One-Dimensional Propagation of a Premixed Turbulent Flame With a Balance Equation for the Flame Surface Density

Abstract

A transport equation for the flame surface density is used to describe premixed turbulent combustion in the simple case of a one-dimensional propagation in a homogeneous mixture. An analytical method of the type devised by Kolmogorov, Petrovski and Piskunov, as well as numerical simulations, are exploited to study the influence of turbulence and laminar flame speed on the turbulent flame speed and on the turbulent flame thickness. It is shown that the model exhibits steadily propagating turbulent flames and that flame speed is proportional to the square root of the turbulent viscosity multiplied by the effective strain rate of the flow.
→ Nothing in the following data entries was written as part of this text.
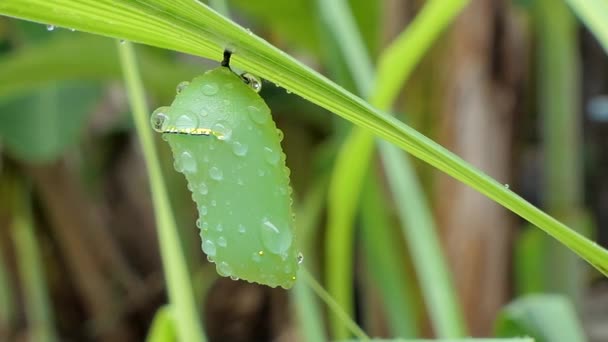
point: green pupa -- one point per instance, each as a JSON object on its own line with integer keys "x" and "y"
{"x": 226, "y": 143}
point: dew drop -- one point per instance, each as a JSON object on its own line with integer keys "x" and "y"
{"x": 209, "y": 248}
{"x": 159, "y": 119}
{"x": 216, "y": 173}
{"x": 187, "y": 122}
{"x": 177, "y": 165}
{"x": 188, "y": 162}
{"x": 271, "y": 156}
{"x": 210, "y": 89}
{"x": 181, "y": 86}
{"x": 222, "y": 130}
{"x": 276, "y": 237}
{"x": 221, "y": 241}
{"x": 280, "y": 135}
{"x": 252, "y": 81}
{"x": 203, "y": 188}
{"x": 224, "y": 269}
{"x": 300, "y": 258}
{"x": 239, "y": 149}
{"x": 257, "y": 115}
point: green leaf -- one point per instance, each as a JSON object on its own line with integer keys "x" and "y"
{"x": 191, "y": 27}
{"x": 546, "y": 318}
{"x": 39, "y": 127}
{"x": 594, "y": 14}
{"x": 83, "y": 57}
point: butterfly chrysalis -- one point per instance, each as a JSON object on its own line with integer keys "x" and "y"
{"x": 225, "y": 142}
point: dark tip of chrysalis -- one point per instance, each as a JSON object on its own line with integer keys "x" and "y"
{"x": 226, "y": 60}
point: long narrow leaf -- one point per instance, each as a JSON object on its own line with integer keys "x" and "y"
{"x": 191, "y": 27}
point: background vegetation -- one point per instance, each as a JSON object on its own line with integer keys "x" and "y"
{"x": 92, "y": 211}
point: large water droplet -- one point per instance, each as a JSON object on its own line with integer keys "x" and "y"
{"x": 221, "y": 241}
{"x": 209, "y": 248}
{"x": 239, "y": 149}
{"x": 216, "y": 173}
{"x": 203, "y": 188}
{"x": 257, "y": 256}
{"x": 280, "y": 135}
{"x": 271, "y": 156}
{"x": 224, "y": 269}
{"x": 181, "y": 86}
{"x": 210, "y": 89}
{"x": 188, "y": 162}
{"x": 252, "y": 81}
{"x": 187, "y": 122}
{"x": 257, "y": 115}
{"x": 222, "y": 130}
{"x": 277, "y": 237}
{"x": 160, "y": 119}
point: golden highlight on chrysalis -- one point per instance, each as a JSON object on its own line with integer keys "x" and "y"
{"x": 225, "y": 142}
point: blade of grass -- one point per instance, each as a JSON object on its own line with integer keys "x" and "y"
{"x": 385, "y": 262}
{"x": 84, "y": 57}
{"x": 594, "y": 14}
{"x": 550, "y": 318}
{"x": 414, "y": 214}
{"x": 190, "y": 27}
{"x": 558, "y": 82}
{"x": 177, "y": 277}
{"x": 333, "y": 305}
{"x": 307, "y": 308}
{"x": 7, "y": 296}
{"x": 35, "y": 289}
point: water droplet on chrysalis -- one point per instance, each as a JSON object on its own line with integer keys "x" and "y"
{"x": 300, "y": 258}
{"x": 257, "y": 115}
{"x": 181, "y": 86}
{"x": 277, "y": 237}
{"x": 210, "y": 89}
{"x": 209, "y": 248}
{"x": 239, "y": 149}
{"x": 159, "y": 119}
{"x": 216, "y": 173}
{"x": 252, "y": 81}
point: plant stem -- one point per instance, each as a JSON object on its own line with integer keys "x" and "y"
{"x": 414, "y": 214}
{"x": 37, "y": 301}
{"x": 333, "y": 305}
{"x": 179, "y": 285}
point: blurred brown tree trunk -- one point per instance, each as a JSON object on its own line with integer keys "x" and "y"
{"x": 484, "y": 64}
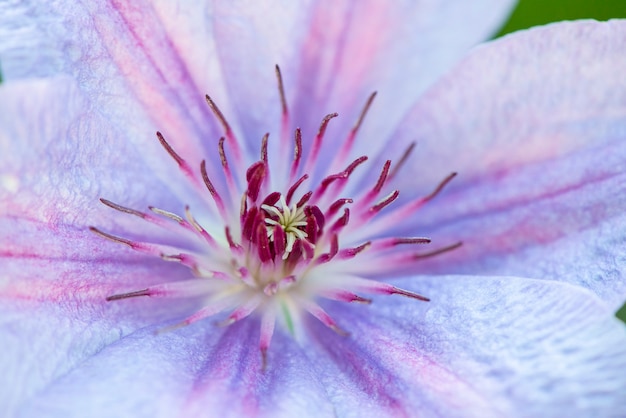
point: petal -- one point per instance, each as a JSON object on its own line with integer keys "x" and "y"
{"x": 335, "y": 54}
{"x": 134, "y": 64}
{"x": 59, "y": 157}
{"x": 194, "y": 372}
{"x": 54, "y": 317}
{"x": 530, "y": 96}
{"x": 559, "y": 220}
{"x": 535, "y": 124}
{"x": 485, "y": 347}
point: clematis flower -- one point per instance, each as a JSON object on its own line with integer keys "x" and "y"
{"x": 246, "y": 253}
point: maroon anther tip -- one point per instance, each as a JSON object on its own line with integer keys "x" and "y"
{"x": 170, "y": 150}
{"x": 385, "y": 202}
{"x": 264, "y": 147}
{"x": 294, "y": 187}
{"x": 271, "y": 199}
{"x": 336, "y": 205}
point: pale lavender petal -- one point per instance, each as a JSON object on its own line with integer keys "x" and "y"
{"x": 195, "y": 372}
{"x": 335, "y": 54}
{"x": 60, "y": 157}
{"x": 54, "y": 315}
{"x": 535, "y": 124}
{"x": 137, "y": 65}
{"x": 484, "y": 347}
{"x": 530, "y": 96}
{"x": 557, "y": 220}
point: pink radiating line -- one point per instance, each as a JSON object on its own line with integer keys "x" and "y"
{"x": 319, "y": 313}
{"x": 268, "y": 322}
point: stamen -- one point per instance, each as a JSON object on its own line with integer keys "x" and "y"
{"x": 293, "y": 188}
{"x": 279, "y": 257}
{"x": 317, "y": 143}
{"x": 297, "y": 153}
{"x": 439, "y": 251}
{"x": 167, "y": 214}
{"x": 385, "y": 202}
{"x": 182, "y": 164}
{"x": 123, "y": 209}
{"x": 216, "y": 197}
{"x": 264, "y": 147}
{"x": 349, "y": 141}
{"x": 228, "y": 131}
{"x": 316, "y": 310}
{"x": 405, "y": 156}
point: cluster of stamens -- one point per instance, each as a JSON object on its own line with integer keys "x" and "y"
{"x": 282, "y": 254}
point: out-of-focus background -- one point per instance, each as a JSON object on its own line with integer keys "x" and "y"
{"x": 539, "y": 12}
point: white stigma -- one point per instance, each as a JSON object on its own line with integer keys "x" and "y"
{"x": 290, "y": 220}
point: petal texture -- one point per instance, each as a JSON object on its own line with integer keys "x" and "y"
{"x": 486, "y": 347}
{"x": 335, "y": 53}
{"x": 535, "y": 123}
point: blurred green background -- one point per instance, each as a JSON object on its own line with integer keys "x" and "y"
{"x": 539, "y": 12}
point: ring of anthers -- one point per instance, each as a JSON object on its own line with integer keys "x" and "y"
{"x": 278, "y": 254}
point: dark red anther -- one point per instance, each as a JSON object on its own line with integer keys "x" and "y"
{"x": 305, "y": 198}
{"x": 336, "y": 205}
{"x": 207, "y": 181}
{"x": 271, "y": 199}
{"x": 312, "y": 228}
{"x": 328, "y": 180}
{"x": 354, "y": 164}
{"x": 308, "y": 249}
{"x": 263, "y": 243}
{"x": 297, "y": 152}
{"x": 383, "y": 176}
{"x": 249, "y": 223}
{"x": 319, "y": 216}
{"x": 255, "y": 176}
{"x": 243, "y": 208}
{"x": 294, "y": 187}
{"x": 222, "y": 152}
{"x": 385, "y": 202}
{"x": 334, "y": 249}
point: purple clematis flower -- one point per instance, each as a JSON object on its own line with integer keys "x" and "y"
{"x": 273, "y": 236}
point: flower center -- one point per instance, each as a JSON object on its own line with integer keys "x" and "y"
{"x": 286, "y": 222}
{"x": 287, "y": 251}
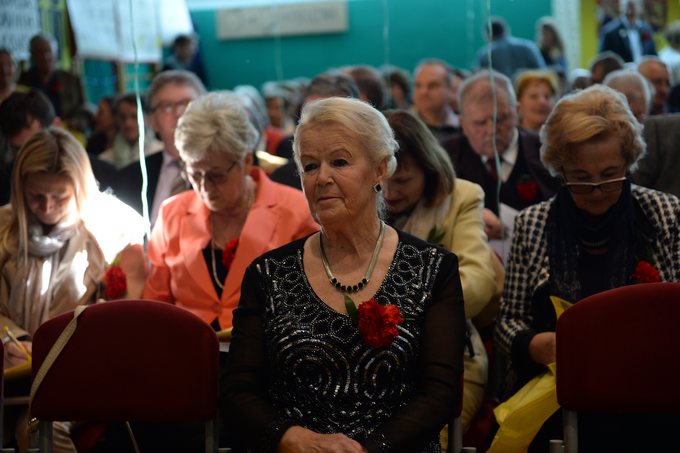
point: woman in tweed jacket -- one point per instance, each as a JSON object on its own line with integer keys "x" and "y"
{"x": 591, "y": 236}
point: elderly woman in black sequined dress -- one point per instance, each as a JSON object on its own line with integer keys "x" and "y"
{"x": 379, "y": 370}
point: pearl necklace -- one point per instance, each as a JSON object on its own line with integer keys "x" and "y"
{"x": 213, "y": 242}
{"x": 367, "y": 278}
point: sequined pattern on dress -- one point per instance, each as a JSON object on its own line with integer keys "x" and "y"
{"x": 324, "y": 377}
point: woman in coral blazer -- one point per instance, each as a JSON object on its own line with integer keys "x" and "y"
{"x": 204, "y": 239}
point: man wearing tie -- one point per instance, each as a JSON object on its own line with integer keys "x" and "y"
{"x": 169, "y": 94}
{"x": 524, "y": 180}
{"x": 628, "y": 36}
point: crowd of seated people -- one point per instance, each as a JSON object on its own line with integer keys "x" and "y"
{"x": 386, "y": 170}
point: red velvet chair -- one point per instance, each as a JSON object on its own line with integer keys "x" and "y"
{"x": 597, "y": 341}
{"x": 132, "y": 360}
{"x": 2, "y": 401}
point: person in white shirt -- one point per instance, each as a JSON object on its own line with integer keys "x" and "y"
{"x": 169, "y": 95}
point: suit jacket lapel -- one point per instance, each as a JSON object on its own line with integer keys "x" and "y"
{"x": 257, "y": 232}
{"x": 193, "y": 237}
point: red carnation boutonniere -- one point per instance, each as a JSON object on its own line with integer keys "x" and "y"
{"x": 377, "y": 322}
{"x": 56, "y": 87}
{"x": 229, "y": 252}
{"x": 526, "y": 188}
{"x": 115, "y": 282}
{"x": 645, "y": 272}
{"x": 644, "y": 35}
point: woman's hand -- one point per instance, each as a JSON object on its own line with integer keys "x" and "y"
{"x": 133, "y": 263}
{"x": 301, "y": 440}
{"x": 542, "y": 348}
{"x": 492, "y": 225}
{"x": 15, "y": 356}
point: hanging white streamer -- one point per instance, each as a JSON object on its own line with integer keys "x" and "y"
{"x": 142, "y": 129}
{"x": 497, "y": 161}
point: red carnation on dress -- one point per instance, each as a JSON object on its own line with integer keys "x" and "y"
{"x": 526, "y": 188}
{"x": 229, "y": 252}
{"x": 115, "y": 282}
{"x": 378, "y": 323}
{"x": 645, "y": 273}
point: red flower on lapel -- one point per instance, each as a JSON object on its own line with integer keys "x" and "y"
{"x": 526, "y": 188}
{"x": 56, "y": 87}
{"x": 644, "y": 35}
If these two quantities are evaluated with classical expressions one finds that the turbulent flame speed is proportional to the square root of the turbulent kinetic energy (S_t = λAu′). This result agrees well with other experimental and theoretical expressions and correlations available in the literature. The comparison with experiments yields one of the constants of the model. The nonsteady formation of the turbulent flame brush is then examined to complete the description of the turbulent combustion wave dynamics. Two characteristic times of the turbulent ignition processes are revealed and the flame initiation is described analytically and numerically. The calculations indicate that the transport equation used to model the balance of flame surface provides a suitable description of turbulent flame propagation in one dimension. In addition, the results may be used to adjust the constants appearing in the balance equation for the flame surface density.